PRÓLOGO.
La Torre de las Águilas se veía tenuemente iluminada en su cara que daba al mar y su sombra sublime se erigía por el otro lado, abriéndose paso desde sus pies a través de los árboles, como un gran manto espectral y a la vez poderoso.
Todo provocado por la luz de la luna llena que ondeaba en medio de la profundidad de otra noche clara, con esa blancura densa, irradiando calma en medio de un universo lleno de estrellas parpadeantes, con un brillo encantador recubierto de un penetrante halo de misterio.
Se despertó, encendió el farolillo y observó los dos pequeños cofrecitos depositados en la repisa de la pared, -Uno al lado del otro, pero nunca tocándose.
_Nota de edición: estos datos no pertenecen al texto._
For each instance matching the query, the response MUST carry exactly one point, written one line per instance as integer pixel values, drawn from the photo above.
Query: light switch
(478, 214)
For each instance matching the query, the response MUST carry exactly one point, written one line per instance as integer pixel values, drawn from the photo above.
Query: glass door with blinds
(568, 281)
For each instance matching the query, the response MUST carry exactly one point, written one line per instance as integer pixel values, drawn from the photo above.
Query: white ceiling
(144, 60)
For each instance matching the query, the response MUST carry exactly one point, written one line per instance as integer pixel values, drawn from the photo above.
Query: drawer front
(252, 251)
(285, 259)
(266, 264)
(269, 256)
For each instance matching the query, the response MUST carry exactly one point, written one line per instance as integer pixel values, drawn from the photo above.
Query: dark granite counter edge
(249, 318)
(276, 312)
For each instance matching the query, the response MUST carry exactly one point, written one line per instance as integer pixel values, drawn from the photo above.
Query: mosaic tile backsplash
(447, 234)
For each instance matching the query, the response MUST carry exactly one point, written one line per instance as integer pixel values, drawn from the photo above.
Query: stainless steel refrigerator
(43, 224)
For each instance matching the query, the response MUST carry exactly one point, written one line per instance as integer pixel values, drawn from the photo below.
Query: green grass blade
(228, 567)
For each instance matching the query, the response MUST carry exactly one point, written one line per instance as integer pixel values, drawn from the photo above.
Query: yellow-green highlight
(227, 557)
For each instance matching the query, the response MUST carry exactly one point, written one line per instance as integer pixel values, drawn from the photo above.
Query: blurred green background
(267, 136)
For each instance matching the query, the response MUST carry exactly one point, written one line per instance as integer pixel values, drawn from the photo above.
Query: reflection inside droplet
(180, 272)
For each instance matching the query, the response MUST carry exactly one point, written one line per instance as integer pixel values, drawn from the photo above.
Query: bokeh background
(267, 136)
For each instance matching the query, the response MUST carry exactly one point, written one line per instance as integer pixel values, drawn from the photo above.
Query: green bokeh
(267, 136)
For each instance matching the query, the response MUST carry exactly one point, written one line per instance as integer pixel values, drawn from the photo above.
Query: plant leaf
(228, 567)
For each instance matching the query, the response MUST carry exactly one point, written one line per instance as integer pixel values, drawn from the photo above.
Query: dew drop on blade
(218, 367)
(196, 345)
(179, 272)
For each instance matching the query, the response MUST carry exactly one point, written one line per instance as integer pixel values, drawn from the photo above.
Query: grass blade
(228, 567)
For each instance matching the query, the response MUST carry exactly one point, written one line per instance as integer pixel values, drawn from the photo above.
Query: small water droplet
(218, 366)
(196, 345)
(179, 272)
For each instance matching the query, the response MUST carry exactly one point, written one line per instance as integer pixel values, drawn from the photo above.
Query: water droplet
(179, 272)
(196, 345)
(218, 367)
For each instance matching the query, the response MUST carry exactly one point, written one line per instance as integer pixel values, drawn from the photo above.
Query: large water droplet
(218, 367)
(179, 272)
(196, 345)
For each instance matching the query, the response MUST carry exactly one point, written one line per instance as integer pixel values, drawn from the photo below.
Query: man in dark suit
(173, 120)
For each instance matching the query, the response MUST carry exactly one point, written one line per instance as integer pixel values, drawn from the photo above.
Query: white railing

Los separó un poquito más, no fuera que por un desliz acabasen tocándose –Eso sería terrible- recordó lo que le dijeron el primer día –“-¡Nunca deberán tocarse ambos cofres! ¡Significaría el castigo infinito!”
Y se dispuso a coger los utensilios que tenía dispuestos a un lado de su regazo: la caña de pescar, el cestito con un compartimento para los anzuelos, los plomos y los pedazos de trapo, la pipa, el mechero y otro compartimento con los dos saquitos pequeños de cuero viejo: uno azul celeste y otro rojo intenso, para poner las capturas que pudiera conseguir.
Como las otras noches, esta tampoco iba a ser corta.